For the last two to three years, high-profile and heavily controversial Los Angeles megamansion developer Nile Niami has been attempting to sell two side-by-side homes in Bel Air, initially for as much as $65 million apiece. Both hotel-sized homes — one of them a vaguely French-styled affair, the other one more rigidly angular and modern — languished on the market, despite deep price cuts, and many real estate watchers assumed they’d eventually be repossessed by Niami’s lenders and resold for pennies on the proverbial dollar.
Not so, it seems. In an unusual coincidence, records reveal that Niami has succeeded in unloading both enormous homes, and the two sold in the very same week — and both for exactly $36 million — to two different buyers. The so-called “contemporary French Country” one went to Vietnamese mortgage banker Tri Nguyen, while the more strikingly modernist affair next door transferred to well-known Chinese businessman Louis Hsieh in an off-market deal.

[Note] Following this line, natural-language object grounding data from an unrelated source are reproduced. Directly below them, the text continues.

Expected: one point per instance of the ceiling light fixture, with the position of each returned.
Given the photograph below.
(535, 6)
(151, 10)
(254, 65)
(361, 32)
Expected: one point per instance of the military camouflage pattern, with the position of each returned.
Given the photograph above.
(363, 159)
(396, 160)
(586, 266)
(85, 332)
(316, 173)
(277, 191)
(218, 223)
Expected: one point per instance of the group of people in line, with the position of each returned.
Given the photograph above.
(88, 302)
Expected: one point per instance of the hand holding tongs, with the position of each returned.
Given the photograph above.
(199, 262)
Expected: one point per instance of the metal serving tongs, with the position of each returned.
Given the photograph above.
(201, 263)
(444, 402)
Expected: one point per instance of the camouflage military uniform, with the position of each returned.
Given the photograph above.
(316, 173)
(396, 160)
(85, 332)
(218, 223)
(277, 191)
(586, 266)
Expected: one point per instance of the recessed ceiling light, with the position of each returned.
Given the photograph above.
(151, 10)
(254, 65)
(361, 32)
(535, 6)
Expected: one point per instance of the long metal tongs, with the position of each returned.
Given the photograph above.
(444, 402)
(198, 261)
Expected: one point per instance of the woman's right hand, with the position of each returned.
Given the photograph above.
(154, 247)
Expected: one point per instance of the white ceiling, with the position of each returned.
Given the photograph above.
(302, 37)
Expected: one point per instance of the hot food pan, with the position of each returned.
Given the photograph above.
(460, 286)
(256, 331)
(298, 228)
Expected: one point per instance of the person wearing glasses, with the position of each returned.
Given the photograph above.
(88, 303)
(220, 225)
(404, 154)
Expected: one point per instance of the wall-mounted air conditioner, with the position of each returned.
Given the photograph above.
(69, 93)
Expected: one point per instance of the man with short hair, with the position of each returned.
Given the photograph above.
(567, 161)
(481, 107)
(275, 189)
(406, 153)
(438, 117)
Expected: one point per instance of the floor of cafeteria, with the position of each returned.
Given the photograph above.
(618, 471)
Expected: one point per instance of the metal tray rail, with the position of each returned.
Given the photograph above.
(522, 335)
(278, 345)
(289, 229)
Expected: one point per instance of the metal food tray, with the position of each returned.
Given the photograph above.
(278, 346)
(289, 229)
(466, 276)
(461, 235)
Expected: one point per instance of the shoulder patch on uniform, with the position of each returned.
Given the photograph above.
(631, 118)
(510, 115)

Now in his mid-50s, Hsieh is primarily famous thanks to his involvement with NIO, the publicity generating, Shanghai-based electric car startup that is publicly traded on the New York Stock Exchange. Hsieh — who holds a B.S. from Stanford and a Harvard MBA — served as CFO of the Tesla arch-rival from 2017 until 2019, shortly after the startup’s widely-watched IPO; he’s also the former CFO of publicly-traded educational services provider New Oriental, and is now a director at Yum China, the country’s biggest owner of franchised restaurants (KFC, Pizza Hut, Taco Bell).
Designed by architect Paul McClean — a longtime Niami associate — Hsieh’s new Bel Air mansion boasts an unusually elongated shape. The house is narrow and almost impossibly long to fit the acre lot, which is itself narrow and quite deep. Effusively described in previous listings as “arguably the crown jewel of Bel Air,” the 28,000-square-foot beast is — if nothing else — certainly glitzy, sporting nine bedrooms and a whopping 15 full bathrooms, plus interiors that would not look out of place at the Burj Khalifa.
Perhaps the property’s biggest deficit is that the house lacks a big view of the city, something that is likely a deal-breaker for many buyers in this price range. Still, what it lacks in visibility, it makes up for in park-like tranquility; there are rows of mature palm trees and multiple water features that add to the resort vibe. The estate is also just a convenient quick jog to entrance of the impossibly chic Bel Air Country Club, where initiation fees reportedly top $150,000.